Уилл полюбил гулять и часто ловит себя на мысли, что, по статистической теории, он вполне может оказаться там, где ступала нога Коры. На прогулке преподобный размышляет, как ему быть, и никак не может прийти к окончательному выводу. Стоит ему подумать о Коре, как его обуревают противоречивые чувства. Он так спокойно ее любил, что даже апостолы восхищались бы его братской любовью, им словно удалось устроить рай на этом грязном клочке земли, но потом все переменилось.
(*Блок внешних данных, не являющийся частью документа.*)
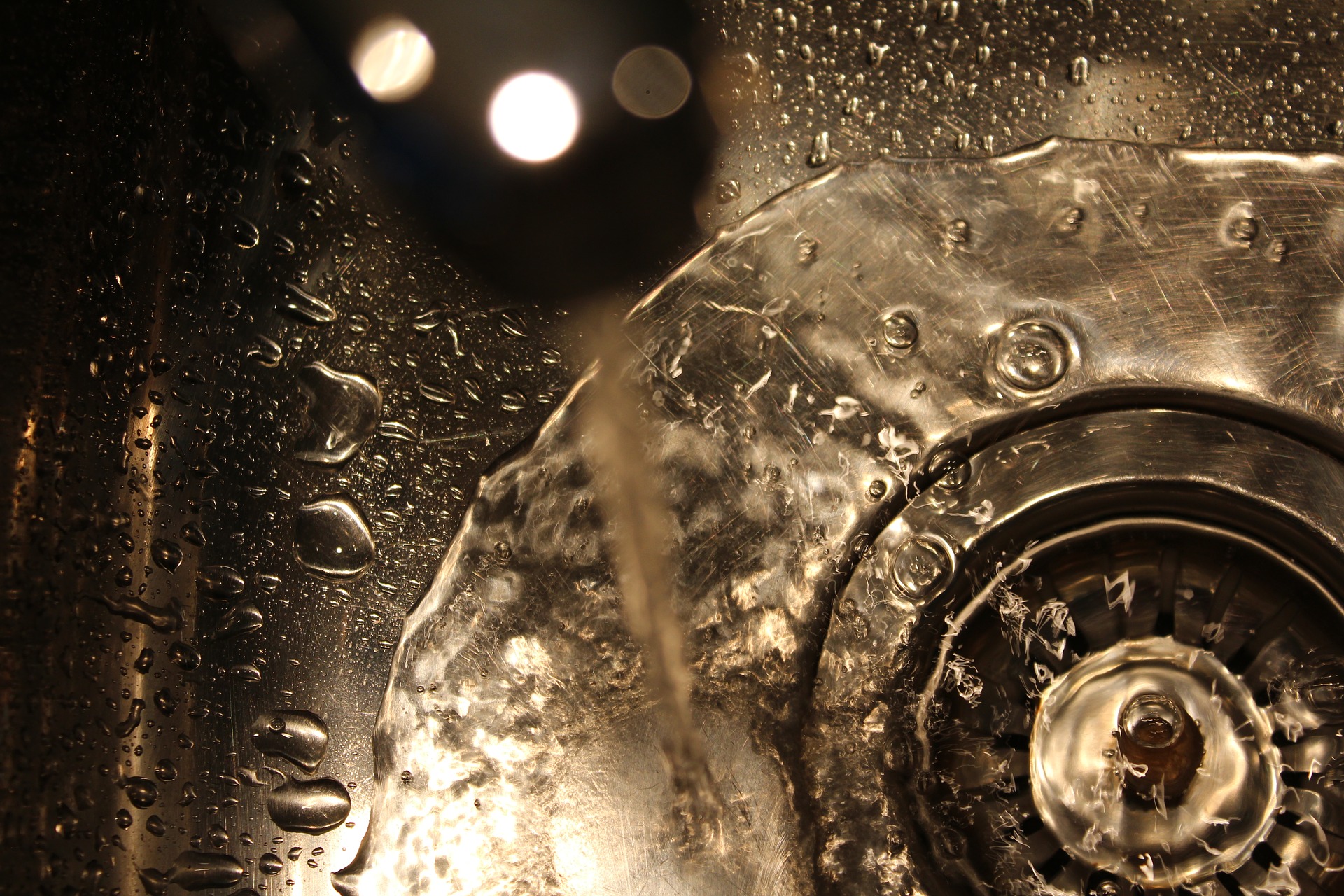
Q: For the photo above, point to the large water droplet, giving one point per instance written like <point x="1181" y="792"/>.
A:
<point x="167" y="554"/>
<point x="141" y="792"/>
<point x="219" y="582"/>
<point x="204" y="871"/>
<point x="332" y="539"/>
<point x="309" y="806"/>
<point x="343" y="410"/>
<point x="304" y="307"/>
<point x="290" y="734"/>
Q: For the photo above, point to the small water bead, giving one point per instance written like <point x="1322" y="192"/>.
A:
<point x="166" y="554"/>
<point x="290" y="734"/>
<point x="244" y="232"/>
<point x="343" y="412"/>
<point x="185" y="656"/>
<point x="920" y="567"/>
<point x="219" y="582"/>
<point x="305" y="308"/>
<point x="309" y="806"/>
<point x="820" y="153"/>
<point x="141" y="792"/>
<point x="899" y="331"/>
<point x="241" y="618"/>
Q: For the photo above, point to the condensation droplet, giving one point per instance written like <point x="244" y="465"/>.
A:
<point x="309" y="806"/>
<point x="332" y="538"/>
<point x="292" y="734"/>
<point x="343" y="412"/>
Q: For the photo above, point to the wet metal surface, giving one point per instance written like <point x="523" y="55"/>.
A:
<point x="191" y="245"/>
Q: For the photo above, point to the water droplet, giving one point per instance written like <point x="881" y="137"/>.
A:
<point x="132" y="720"/>
<point x="141" y="792"/>
<point x="244" y="232"/>
<point x="204" y="871"/>
<point x="332" y="539"/>
<point x="920" y="567"/>
<point x="192" y="533"/>
<point x="958" y="232"/>
<point x="820" y="153"/>
<point x="245" y="672"/>
<point x="296" y="172"/>
<point x="166" y="554"/>
<point x="241" y="618"/>
<point x="436" y="393"/>
<point x="808" y="250"/>
<point x="219" y="582"/>
<point x="305" y="308"/>
<point x="185" y="656"/>
<point x="402" y="433"/>
<point x="265" y="351"/>
<point x="1243" y="230"/>
<point x="899" y="331"/>
<point x="951" y="470"/>
<point x="158" y="618"/>
<point x="290" y="734"/>
<point x="309" y="806"/>
<point x="512" y="324"/>
<point x="343" y="412"/>
<point x="1031" y="355"/>
<point x="1079" y="71"/>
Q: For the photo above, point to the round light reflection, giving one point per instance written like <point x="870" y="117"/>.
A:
<point x="534" y="115"/>
<point x="651" y="83"/>
<point x="393" y="59"/>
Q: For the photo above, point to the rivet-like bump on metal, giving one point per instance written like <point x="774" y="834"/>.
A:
<point x="1031" y="355"/>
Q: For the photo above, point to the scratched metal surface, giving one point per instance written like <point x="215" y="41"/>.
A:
<point x="517" y="748"/>
<point x="885" y="827"/>
<point x="136" y="143"/>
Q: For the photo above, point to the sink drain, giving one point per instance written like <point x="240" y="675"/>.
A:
<point x="1130" y="681"/>
<point x="1091" y="752"/>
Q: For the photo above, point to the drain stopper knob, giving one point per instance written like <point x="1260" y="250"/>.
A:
<point x="1161" y="746"/>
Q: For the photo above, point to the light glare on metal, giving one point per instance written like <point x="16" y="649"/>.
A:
<point x="534" y="117"/>
<point x="393" y="59"/>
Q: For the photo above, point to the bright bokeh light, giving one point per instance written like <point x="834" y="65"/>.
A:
<point x="534" y="115"/>
<point x="393" y="59"/>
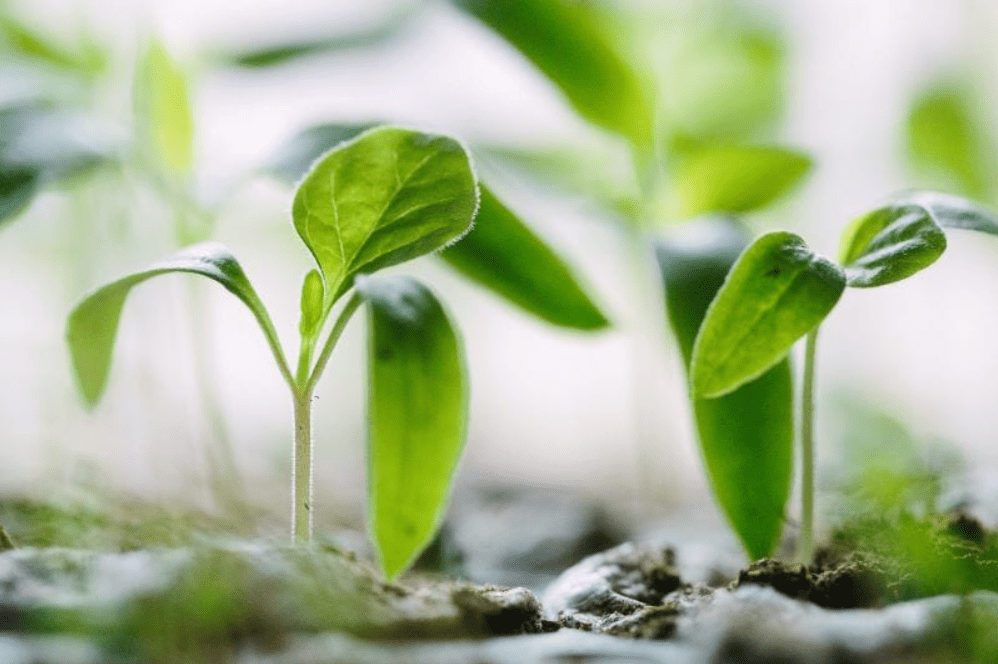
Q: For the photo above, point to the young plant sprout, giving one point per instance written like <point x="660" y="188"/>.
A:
<point x="383" y="198"/>
<point x="779" y="290"/>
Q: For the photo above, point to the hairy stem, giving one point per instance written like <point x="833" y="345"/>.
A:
<point x="301" y="481"/>
<point x="805" y="546"/>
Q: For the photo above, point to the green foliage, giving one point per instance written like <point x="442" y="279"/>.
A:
<point x="946" y="139"/>
<point x="93" y="323"/>
<point x="778" y="291"/>
<point x="746" y="437"/>
<point x="417" y="405"/>
<point x="504" y="255"/>
<point x="384" y="198"/>
<point x="163" y="104"/>
<point x="568" y="41"/>
<point x="736" y="178"/>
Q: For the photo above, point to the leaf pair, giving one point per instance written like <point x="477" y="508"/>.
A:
<point x="388" y="196"/>
<point x="776" y="292"/>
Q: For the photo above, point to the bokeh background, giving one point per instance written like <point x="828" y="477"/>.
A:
<point x="603" y="412"/>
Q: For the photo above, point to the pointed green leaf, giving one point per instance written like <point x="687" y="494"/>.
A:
<point x="386" y="197"/>
<point x="777" y="291"/>
<point x="946" y="138"/>
<point x="956" y="212"/>
<point x="93" y="323"/>
<point x="417" y="406"/>
<point x="163" y="102"/>
<point x="892" y="243"/>
<point x="297" y="156"/>
<point x="569" y="42"/>
<point x="736" y="178"/>
<point x="505" y="256"/>
<point x="746" y="436"/>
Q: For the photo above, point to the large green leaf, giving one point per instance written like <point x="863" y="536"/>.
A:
<point x="777" y="291"/>
<point x="93" y="323"/>
<point x="946" y="138"/>
<point x="892" y="242"/>
<point x="736" y="178"/>
<point x="746" y="436"/>
<point x="386" y="197"/>
<point x="40" y="145"/>
<point x="568" y="41"/>
<point x="418" y="401"/>
<point x="502" y="254"/>
<point x="163" y="102"/>
<point x="297" y="156"/>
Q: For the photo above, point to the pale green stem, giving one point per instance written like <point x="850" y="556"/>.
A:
<point x="805" y="545"/>
<point x="302" y="388"/>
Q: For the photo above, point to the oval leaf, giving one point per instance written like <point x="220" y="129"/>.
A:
<point x="505" y="256"/>
<point x="891" y="243"/>
<point x="417" y="407"/>
<point x="388" y="196"/>
<point x="956" y="212"/>
<point x="777" y="291"/>
<point x="736" y="178"/>
<point x="746" y="437"/>
<point x="569" y="43"/>
<point x="93" y="323"/>
<point x="297" y="156"/>
<point x="163" y="102"/>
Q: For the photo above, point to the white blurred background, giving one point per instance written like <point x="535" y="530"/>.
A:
<point x="603" y="412"/>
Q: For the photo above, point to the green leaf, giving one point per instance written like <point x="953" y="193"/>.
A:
<point x="162" y="100"/>
<point x="956" y="212"/>
<point x="40" y="145"/>
<point x="297" y="156"/>
<point x="746" y="436"/>
<point x="892" y="243"/>
<point x="93" y="323"/>
<point x="312" y="298"/>
<point x="386" y="197"/>
<point x="945" y="137"/>
<point x="417" y="407"/>
<point x="505" y="256"/>
<point x="568" y="41"/>
<point x="736" y="178"/>
<point x="777" y="291"/>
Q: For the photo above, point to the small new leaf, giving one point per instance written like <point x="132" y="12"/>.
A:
<point x="777" y="291"/>
<point x="736" y="178"/>
<point x="384" y="198"/>
<point x="93" y="323"/>
<point x="502" y="254"/>
<point x="417" y="404"/>
<point x="892" y="243"/>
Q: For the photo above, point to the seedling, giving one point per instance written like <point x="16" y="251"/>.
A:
<point x="385" y="197"/>
<point x="779" y="290"/>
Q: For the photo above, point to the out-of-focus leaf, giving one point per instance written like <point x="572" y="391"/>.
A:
<point x="297" y="156"/>
<point x="746" y="436"/>
<point x="163" y="104"/>
<point x="39" y="145"/>
<point x="723" y="84"/>
<point x="945" y="138"/>
<point x="275" y="55"/>
<point x="736" y="178"/>
<point x="417" y="408"/>
<point x="568" y="41"/>
<point x="93" y="323"/>
<point x="386" y="197"/>
<point x="777" y="291"/>
<point x="505" y="256"/>
<point x="891" y="243"/>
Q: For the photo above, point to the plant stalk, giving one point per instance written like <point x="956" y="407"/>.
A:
<point x="805" y="545"/>
<point x="301" y="481"/>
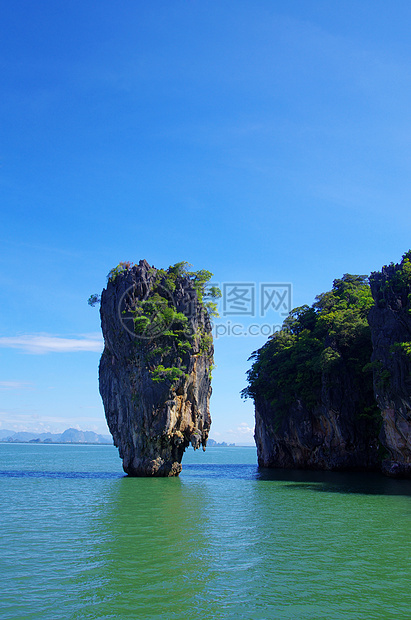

Он никак не может забыть, как выгнулась ее талия под его ладонью и что случилось потом, и ему стыдно, хотя и не настолько сильно — думает Уилл, — как следовало бы.
И есть еще Стелла, такая кроткая и безмятежная в голубом хлопковом платье, что, когда ее сзади заливает свет, посрамила бы святых с витражей. Она то рассуждает о жертве и лежит так тихо, словно ее возложили на алтарь, то оживляется и ночами пишет в голубой тетради. Что ему делать с нею? Он представляет иглу и скальпель в руках хирурга, и все его существо сжимается. Он радуется, что Господь устроил все так разумно, но не верит в зыбучие пески людского мастерства. И вот почему: человеку свойственно ошибаться. Достаточно вспомнить, какие разгорелись споры, когда Галилей заявил, что Земля вращается вокруг Солнца, или предположения, что мужчина помещает скрюченного гомункула в утробу своей жены. Пусть наука сколько угодно выпячивает грудь и заявляет: «На этот раз все правильно», но должен ли он рисковать жизнью Стеллы?
Уилл торгуется с Богом, как некогда Гедеон. «Если Ты не хочешь, чтобы ее лечили, дай мне знак, помешай этому так, чтобы я понял», — молит он и сам замечает в своих словах логическое противоречие, но пусть: отчего бы Господу не воспользоваться как своим орудием логикой? В воскресенье Уилл всходит на кафедру и напоминает пастве о том, как Моисей в пустыне воздел к небу деревянный жезл, вокруг которого обвился гигантский змей, и о том, что это дало евреям надежду.
В конце июля ночные стражники оставляют свой пост.